新歩道橋792回

2011年12月2日更新


 
 「新宿2丁目店にいます。あの辺を通ったら、気をつけて下さい。きっと僕の声が聞こえます」
 屈託のない笑顔で、青年がそう言う。ドラッグストアのアルバイトで、店頭でセールストークをぶち上げているらしい。役者だから大声は慣れていよう。人前に出るのも平気だろう。
 「おい、丁稚!」
 と、僕は彼を芝居の役柄で呼ぶ。明治座の川中美幸公演「天空の夢」で、春3月と秋11月に一緒になった親しさがある。
 「めしでも行くか!」
 と声をかけて、返事にびっくりした。けいこ中のアルバイト…には驚かないが、何と彼は、本番中にも店に出ている。夜の部午後8時すぎ、川中のショーが終わって「お疲れさまでした!」のあいさつをしたあと、都営新宿線で浜町から新宿へ出る。9時から3時間、毎晩で、
 「そうしないと家賃が払えない」
 のだそうな。
 「おい、俥引き!」
 と声をかける青年もいる。川中演じるお慶が仕切る老舗大浦屋の手代で「天空の夢」の幕開けに、川中のお供で荷車を引いて登場する。それを店頭で、女中と一緒に迎えるのが丁稚。そんな若手が大事なドラマの冒頭にいい役を貰っている。
 「おい、そこも日本か?」
 俥引き相手に僕はバカな冗談を言う。JR中央線でずいぶん奥へ入って、乗り換えてまた幾駅か。あきるの市から通う彼は、朝5時起きで9時すぎに楽屋入りする。最近増えた事故を想定して早めの移動、女中はそれよりも早く狭山から出て来る。川中づきのあれこれを頑張るためだが、この2人は親許に住む。丁稚のアルバイト分を親がかりでパスするが、そのかわりに交通に相当な時間がとられる。丁稚が長本批呂士、俥引きが菊池豪、女中が石原身知子…。
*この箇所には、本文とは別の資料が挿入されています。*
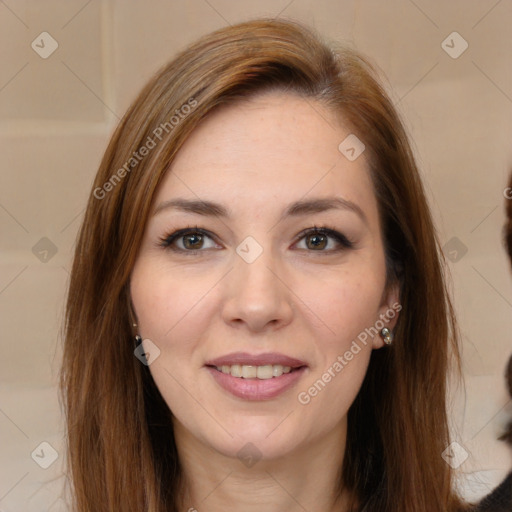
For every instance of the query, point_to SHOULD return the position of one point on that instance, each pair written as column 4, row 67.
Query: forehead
column 266, row 151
 若手役者は大てい、生活費稼ぎに追われている。商業演劇に参加する彼らがまず戦うのは、貧困生活だ。食えない日々が長く続き、そこから抜け出すチャンスがいつ来るのか、見通しは極めてたちにくい。それでもみんな劇場で生き生きとしている。出番ちょこっとの端役でも、これが一番好きな仕事だし、見果てぬ夢がある。ことに今公演は少しずつにしろ、みんながちゃんと役どころとせりふに恵まれていた。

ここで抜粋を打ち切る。